2 cups Sugar 1-1/3 cup All Purpose Flour
3/4 cup Hershey’s Cocoa 1-1/2 cup Baking powder
1-1/2 teaspoon Baking soda 1 teaspoon Salt
2 Eggs 1 cup Milk
1/2 cup Vegetable oil 2 teaspoons Vanilla extract
1 cup Boiling water
Directions:
1.) Heat oven to 350°F. Grease and flour two 9-inch round baking pans. 2.) Stir together sugar, flour, cocoa, baking powder, baking soda and salt in large bowl. Add eggs, milk, oil and vanilla; beat on medium speed of mixer 2 minutes. Stir in boiling water (batter will be thin). Pour batter into prepared pans. 3.) Bake 30 to 35 minutes or until wooden pick inserted in center comes out clean. Cool 10 minutes; remove from pans to wire racks. Cool completely. Frost. Makes 10 to 12 servings.
VARIATIONS:
ONE-PAN CAKE: Grease and flour 13x9x2-inch baking pan. Heat oven to 350° F. Pour batter into prepared pan. Bake 35 to 40 minutes. Cool completely. Frost.
THREE LAYER CAKE: Grease and flour three 8-inch round baking pans. Heat oven to 350°F. Pour batter into prepared pans. Bake 30 to 35 minutes. Cool 10 minutes; remove from pans to wire racks. Cool completely. Frost.

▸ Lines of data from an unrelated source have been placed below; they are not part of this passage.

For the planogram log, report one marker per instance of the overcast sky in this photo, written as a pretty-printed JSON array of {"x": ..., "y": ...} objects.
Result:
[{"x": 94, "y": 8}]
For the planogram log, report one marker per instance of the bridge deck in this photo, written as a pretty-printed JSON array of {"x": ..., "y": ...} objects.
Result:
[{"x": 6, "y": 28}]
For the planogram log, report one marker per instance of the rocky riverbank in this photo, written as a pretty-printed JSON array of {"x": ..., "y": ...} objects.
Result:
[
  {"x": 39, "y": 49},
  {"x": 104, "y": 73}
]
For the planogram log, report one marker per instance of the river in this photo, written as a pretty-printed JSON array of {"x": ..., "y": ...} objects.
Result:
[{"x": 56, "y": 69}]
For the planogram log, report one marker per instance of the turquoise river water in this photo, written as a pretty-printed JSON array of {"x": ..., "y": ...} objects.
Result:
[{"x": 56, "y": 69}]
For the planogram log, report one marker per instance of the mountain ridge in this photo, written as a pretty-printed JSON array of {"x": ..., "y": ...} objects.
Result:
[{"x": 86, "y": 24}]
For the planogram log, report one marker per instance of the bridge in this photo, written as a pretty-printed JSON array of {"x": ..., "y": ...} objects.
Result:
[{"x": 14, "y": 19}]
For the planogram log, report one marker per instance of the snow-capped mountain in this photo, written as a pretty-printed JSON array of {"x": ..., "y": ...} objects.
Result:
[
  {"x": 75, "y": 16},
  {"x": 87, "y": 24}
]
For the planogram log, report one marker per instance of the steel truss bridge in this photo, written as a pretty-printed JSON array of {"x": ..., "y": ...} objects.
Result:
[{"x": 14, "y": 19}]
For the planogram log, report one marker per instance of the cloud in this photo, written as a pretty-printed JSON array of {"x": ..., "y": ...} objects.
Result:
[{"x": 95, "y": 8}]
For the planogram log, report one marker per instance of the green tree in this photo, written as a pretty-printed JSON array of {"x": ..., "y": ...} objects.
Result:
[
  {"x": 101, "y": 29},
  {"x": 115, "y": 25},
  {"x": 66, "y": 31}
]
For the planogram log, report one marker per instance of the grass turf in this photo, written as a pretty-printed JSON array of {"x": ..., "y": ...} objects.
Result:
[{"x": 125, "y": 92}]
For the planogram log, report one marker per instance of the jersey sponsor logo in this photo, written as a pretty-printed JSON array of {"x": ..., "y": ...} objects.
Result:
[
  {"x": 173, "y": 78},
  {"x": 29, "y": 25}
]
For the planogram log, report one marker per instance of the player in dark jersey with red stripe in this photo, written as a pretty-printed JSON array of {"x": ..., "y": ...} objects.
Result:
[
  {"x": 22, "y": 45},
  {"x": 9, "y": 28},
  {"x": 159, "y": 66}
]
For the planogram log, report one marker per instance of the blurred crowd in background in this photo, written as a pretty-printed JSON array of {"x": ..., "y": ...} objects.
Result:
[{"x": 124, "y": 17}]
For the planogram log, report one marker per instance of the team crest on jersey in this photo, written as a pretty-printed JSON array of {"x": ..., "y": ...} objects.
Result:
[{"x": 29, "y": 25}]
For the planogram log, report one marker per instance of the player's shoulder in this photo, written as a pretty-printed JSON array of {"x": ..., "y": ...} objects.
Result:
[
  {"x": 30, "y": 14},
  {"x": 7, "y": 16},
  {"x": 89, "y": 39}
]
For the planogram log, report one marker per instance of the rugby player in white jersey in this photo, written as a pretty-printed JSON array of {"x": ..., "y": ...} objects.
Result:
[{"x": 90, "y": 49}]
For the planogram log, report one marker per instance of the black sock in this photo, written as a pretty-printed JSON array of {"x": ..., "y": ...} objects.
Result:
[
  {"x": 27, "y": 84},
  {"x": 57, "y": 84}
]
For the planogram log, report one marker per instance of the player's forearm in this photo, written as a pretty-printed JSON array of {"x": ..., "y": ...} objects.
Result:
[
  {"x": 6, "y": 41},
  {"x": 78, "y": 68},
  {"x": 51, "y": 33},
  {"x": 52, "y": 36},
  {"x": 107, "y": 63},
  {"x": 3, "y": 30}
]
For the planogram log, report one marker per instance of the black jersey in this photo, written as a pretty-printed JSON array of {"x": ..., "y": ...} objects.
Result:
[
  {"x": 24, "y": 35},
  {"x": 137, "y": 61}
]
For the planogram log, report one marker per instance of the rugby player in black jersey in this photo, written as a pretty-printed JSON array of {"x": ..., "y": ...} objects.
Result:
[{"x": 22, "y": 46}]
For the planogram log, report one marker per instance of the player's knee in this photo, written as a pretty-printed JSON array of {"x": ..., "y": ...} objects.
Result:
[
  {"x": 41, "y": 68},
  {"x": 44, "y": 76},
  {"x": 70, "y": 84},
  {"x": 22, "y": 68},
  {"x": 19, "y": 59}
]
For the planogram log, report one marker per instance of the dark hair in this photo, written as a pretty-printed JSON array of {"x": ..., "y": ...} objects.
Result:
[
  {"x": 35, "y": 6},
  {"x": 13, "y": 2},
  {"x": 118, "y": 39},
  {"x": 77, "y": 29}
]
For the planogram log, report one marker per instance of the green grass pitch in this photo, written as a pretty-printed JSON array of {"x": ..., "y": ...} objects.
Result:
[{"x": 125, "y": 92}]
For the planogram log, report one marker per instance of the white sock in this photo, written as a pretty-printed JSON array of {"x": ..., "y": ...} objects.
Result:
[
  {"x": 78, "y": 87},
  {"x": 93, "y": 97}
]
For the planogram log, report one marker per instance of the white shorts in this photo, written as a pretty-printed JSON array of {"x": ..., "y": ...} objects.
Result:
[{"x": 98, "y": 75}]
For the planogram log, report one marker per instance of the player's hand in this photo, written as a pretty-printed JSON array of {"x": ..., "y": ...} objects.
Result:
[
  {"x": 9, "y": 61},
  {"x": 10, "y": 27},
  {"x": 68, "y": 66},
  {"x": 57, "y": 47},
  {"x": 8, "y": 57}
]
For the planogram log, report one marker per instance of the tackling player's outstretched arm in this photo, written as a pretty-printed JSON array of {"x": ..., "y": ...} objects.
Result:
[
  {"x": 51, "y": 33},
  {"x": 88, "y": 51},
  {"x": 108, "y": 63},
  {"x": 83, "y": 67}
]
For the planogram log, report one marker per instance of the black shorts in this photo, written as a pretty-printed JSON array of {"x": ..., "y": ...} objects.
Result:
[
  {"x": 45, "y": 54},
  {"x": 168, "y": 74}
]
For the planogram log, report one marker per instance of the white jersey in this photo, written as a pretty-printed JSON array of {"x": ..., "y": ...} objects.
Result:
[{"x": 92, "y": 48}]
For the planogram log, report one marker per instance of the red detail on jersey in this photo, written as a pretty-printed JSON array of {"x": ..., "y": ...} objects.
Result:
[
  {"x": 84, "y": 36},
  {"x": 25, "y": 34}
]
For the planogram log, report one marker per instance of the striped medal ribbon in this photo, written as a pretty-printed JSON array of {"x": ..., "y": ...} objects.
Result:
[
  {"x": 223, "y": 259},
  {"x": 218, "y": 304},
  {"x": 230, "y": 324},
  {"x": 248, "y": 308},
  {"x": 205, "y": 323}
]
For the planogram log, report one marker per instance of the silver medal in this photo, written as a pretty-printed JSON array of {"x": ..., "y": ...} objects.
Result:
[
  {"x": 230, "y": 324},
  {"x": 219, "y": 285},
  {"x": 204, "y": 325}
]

CUPCAKES: Line muffin cups (2-1/2 inches in diameter) with paper bake cups. Heat oven to 350°F. Fill cups 2/3 full with batter. Bake 22 to 25 minutes. Cool completely. Frost. About 30 cupcakes.
Hershey's "Perfectly Chocolate" Frosting
Hershey's "Perfectly Chocolate" Frosting
1 stick (1/2 cup) butter or margarine
2/3 cups Hershey’s Cocoa
2 cups powdered sugar
1/3 cup milk
1 teaspoon vanilla extract
Directions:
1.) Melt butter. Stir in cocoa. 2.) Alternating, add powdered sugar and milk, beating on medium speed to spreading consistency. Add more milk, if needed. Stir in vanilla. Makes about 2 cups.